There is no mercy for Taylor Swift.  

Who tortures whom? I'm sorry. That isn't the sharpest zinger to zing toward this vast new Taylor Swift double album, but my phone died after listening to 19 of its 31 tracks on Friday morning.   

After finding my charger and hearing the lyric, my expectation for a better mood in the third act of the two-hour hostage situation faded.   

Friends used to play a game where we chose a decade we wished to live in. The 1830s, sans racists.” 

Swift, a 21st-century pop giant, is relentlessly prolific and reluctant to censor, making this extended version of her new album, “The Tortured Poets Department: The Anthology,” unpleasant and endless.  

The biggest surprise is how much suffering is planned.   
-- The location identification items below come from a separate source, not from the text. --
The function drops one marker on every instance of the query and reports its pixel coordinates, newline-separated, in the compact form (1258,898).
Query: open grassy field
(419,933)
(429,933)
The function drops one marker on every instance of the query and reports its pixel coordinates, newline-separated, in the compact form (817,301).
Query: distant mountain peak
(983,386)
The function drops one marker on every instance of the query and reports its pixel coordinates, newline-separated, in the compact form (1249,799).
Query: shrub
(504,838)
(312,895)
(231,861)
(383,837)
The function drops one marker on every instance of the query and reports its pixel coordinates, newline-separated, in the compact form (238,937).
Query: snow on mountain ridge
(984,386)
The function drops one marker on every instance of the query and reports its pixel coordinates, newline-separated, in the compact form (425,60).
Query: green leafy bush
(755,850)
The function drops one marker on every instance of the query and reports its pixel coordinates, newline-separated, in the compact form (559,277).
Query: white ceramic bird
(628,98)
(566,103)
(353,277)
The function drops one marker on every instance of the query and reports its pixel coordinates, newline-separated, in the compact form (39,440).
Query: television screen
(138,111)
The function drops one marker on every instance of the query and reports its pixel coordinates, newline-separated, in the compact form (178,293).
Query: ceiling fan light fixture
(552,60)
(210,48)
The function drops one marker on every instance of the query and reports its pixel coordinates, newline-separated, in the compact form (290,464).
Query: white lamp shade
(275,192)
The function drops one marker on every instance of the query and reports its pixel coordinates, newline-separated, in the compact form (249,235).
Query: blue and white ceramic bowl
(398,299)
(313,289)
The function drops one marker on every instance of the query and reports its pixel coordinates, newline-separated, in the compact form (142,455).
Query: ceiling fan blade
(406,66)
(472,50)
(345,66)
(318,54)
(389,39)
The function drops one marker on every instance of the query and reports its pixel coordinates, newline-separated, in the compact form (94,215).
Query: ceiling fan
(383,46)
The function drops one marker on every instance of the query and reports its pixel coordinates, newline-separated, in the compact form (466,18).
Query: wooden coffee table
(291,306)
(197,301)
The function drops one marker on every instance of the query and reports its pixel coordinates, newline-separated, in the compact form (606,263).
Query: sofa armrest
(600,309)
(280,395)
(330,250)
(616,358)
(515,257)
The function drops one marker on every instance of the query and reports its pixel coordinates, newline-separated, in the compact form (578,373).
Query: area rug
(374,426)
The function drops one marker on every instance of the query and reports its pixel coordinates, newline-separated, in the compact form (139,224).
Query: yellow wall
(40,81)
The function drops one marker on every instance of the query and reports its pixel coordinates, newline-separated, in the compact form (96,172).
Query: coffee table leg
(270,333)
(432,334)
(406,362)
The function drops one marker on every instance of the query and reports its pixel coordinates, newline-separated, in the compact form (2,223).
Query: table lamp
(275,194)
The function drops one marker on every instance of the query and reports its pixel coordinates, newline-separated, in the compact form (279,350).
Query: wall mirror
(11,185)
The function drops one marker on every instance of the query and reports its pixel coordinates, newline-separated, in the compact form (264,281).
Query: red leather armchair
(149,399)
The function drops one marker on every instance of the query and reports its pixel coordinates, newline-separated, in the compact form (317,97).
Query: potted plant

In contrast to her recent successes — the highest-grossing concert tour in the species' history, the highest-grossing concert film, and on-field kisses with her boyfriend after he won the Super Bowl —  

Swift's new ballads are sour theater, fixated on memories of being wronged and stranded, and laden with clunky, convoluted, samey, purple, and hacky lyrics.   

Swift, Jack Antonoff, Aaron Dessner, and Patrik Berger produced a profusion of soft-edged, slow-moving melodies that do her lyrics no favors.